Foreign soccer players must speak Russian – Duma plan
A leftist lawmaker is preparing a bill to impose new legal restrictions on athletes who receive Russian citizenship in order to represent Russian clubs and national teams. If it is approved all soccer players might be forced to learn Russian.

Oleg Nilov of the Fair Russia parliamentary caucus suggests Russia needs to tighten its requirements on foreign athletes and eventually completely stop using their services in its teams. The MP, however, agrees to allow foreigners to work as coaches in children’s sports schools, national teams, and professional clubs.

He says the main reason behind the move is the need to save money, as foreign players get their salaries either directly from the Sports Ministry or from major clubs sponsored by state-owned corporations, like the national natural gas monopoly Gazprom that runs the Zenit St Petersburg club.

Zenit pays its Brazilian player Hulk an annual salary of 7 million euro (about $9.4 million). The club also had to pay about 80 million euro ($107 million) in 2012 for Hulk and Belgian footballer Axel Witsel. Salaries of footballers who play for the Russian national team can reach 10 million rubles per year or about $285,000.

Zenit St. Petersburg's Hulk (Reuters / Alexander Demianchuk)

In an interview with the mass circulation daily Izvestia Nilov said that his bill was primarily targeting Russian soccer clubs and their foreign players. One of the main requirements for such sportsmen would be to pass a Russian language test. Currently the overwhelming majority of foreign players use interpreters.

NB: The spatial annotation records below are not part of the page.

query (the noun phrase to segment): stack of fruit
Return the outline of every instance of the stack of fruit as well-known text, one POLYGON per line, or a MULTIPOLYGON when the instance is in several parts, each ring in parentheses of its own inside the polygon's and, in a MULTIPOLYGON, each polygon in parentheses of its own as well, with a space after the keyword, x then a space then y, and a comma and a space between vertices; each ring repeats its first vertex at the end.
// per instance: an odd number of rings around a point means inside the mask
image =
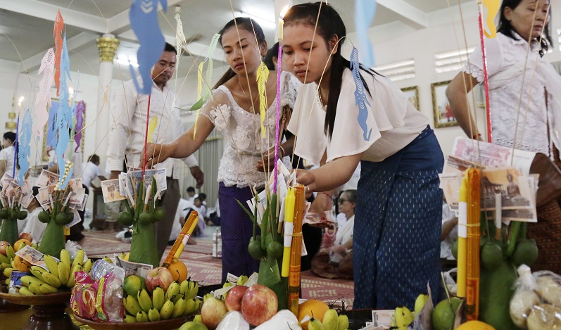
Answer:
POLYGON ((173 281, 170 272, 154 268, 146 279, 139 275, 125 279, 122 300, 125 322, 158 322, 175 319, 198 312, 202 300, 196 298, 198 284, 190 279, 173 281))
MULTIPOLYGON (((19 257, 16 255, 15 258, 19 257)), ((91 259, 84 262, 83 250, 78 250, 72 262, 68 252, 65 249, 61 251, 60 261, 49 255, 44 255, 43 260, 46 269, 34 265, 30 267, 22 260, 21 265, 25 266, 21 266, 18 270, 31 272, 32 275, 22 277, 22 286, 18 291, 20 295, 33 296, 68 291, 74 286, 75 272, 83 270, 89 272, 92 265, 91 259), (21 268, 23 267, 28 269, 23 270, 21 268)))

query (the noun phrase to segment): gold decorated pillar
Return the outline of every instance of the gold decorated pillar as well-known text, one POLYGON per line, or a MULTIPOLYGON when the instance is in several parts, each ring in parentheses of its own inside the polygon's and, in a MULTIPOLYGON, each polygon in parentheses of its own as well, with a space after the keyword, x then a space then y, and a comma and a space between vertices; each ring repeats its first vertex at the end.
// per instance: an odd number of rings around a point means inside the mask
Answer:
MULTIPOLYGON (((109 102, 111 100, 109 84, 113 80, 113 60, 120 42, 113 34, 103 34, 97 39, 97 49, 99 51, 99 87, 97 93, 97 113, 96 121, 96 153, 101 158, 101 164, 105 164, 108 140, 107 130, 113 126, 113 116, 109 111, 109 102), (103 112, 104 113, 100 113, 103 112)), ((84 155, 87 159, 89 154, 84 155)), ((102 165, 102 169, 103 165, 102 165)))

According to the Transfermarkt website that monitors the contracts of professional soccer players, 182 foreign players are currently playing for Russian Premier League clubs. This is 42 percent of the total players in these clubs.

The law “On Adaptation of Migrants” that will come into force on January 1 next year making passing a Russian language test obligatory for all foreigners who want to live and work in Russia with the exception for athletes who sign a temporary contract.

This is not the first time Russian politicians have addressed the issue. In mid-July this year the Communist Party caucus in the State Duma promised to draft a bill making the state sponsorship of Russian athletes and teams directly dependent from their performance in international competitions. Lawmakers behind the proposal claim it is because of the poor performance by the Russian national team at the Football World Cup and European Championships, and suggested the changes would motivate athletes and coaches, and improve the situation.